FERC said Friday it will finish the final environmental impact statement (FEIS) for the proposed Atlantic Coast Pipeline (ACP) about three weeks later than originally expected, with the document now scheduled for release July 21.

ACP, a joint venture backed by Dominion Resources, Duke Energy and Southern Company Gas, received its draft EIS from the Federal Energy Regulatory Commission late last year [CP15-554].

The roughly 600-mile, 1.5 Bcf/d pipeline would start in West Virginia and travel Virginia and North Carolina, delivering Marcellus and Utica shale gas to serve power and heating demand in the Southeast and Mid-Atlantic.

Prior to Friday’s notice of revised schedule, FERC had planned to release the final EIS June 30. The new 90-day federal authorization deadline for the project is Oct. 19.

FERC said it needs the additional time to review supplemental information the developers submitted last month in response to an environmental information request from the agency.

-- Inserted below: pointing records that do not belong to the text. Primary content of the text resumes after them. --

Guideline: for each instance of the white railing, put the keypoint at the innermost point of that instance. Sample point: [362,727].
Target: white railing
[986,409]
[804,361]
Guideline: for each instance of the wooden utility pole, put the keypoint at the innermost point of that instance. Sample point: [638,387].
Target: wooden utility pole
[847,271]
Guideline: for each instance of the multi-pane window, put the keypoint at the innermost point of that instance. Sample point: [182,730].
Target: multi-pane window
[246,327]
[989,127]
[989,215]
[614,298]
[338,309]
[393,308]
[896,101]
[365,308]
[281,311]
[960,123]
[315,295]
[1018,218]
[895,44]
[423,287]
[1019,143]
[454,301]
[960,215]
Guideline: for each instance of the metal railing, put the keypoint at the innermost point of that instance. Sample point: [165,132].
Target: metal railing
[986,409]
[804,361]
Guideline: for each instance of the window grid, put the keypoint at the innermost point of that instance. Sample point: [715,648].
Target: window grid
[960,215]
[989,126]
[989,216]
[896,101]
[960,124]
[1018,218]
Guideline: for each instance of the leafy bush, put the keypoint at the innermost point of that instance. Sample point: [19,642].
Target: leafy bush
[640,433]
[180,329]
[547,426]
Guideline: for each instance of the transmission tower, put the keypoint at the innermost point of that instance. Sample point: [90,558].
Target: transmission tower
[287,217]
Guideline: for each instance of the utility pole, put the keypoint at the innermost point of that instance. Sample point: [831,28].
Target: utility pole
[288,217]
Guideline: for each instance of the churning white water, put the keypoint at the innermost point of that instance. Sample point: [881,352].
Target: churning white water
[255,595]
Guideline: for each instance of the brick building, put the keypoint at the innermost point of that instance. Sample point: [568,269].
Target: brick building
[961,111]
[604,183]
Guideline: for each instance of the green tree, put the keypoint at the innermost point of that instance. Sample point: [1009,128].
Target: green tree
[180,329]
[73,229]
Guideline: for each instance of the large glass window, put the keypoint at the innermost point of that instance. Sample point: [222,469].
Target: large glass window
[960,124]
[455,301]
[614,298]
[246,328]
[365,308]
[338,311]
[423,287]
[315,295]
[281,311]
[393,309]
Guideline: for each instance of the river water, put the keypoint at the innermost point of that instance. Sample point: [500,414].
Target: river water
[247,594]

The three-week delay may not have much impact on the pipeline’s schedule, with the Trump administration only this week officially announcing two new appointees to restore FERC’s quorum so it can resume acting on pipeline certificate orders. The Senate confirmation process for those nominees could take months.

Originally scheduled to enter service in 4Q2018, ACP’s start-up date had to be pushed back to 2019 after the U.S. Forest Service took issue with the pipeline’s original route through the George Washington and Monongahela national forests.

FERC’s notice Friday also affects Dominion Transmission Inc.’s Supply Header Project, which is designed to feed supply to ACP’s start point in Harrison County, WV.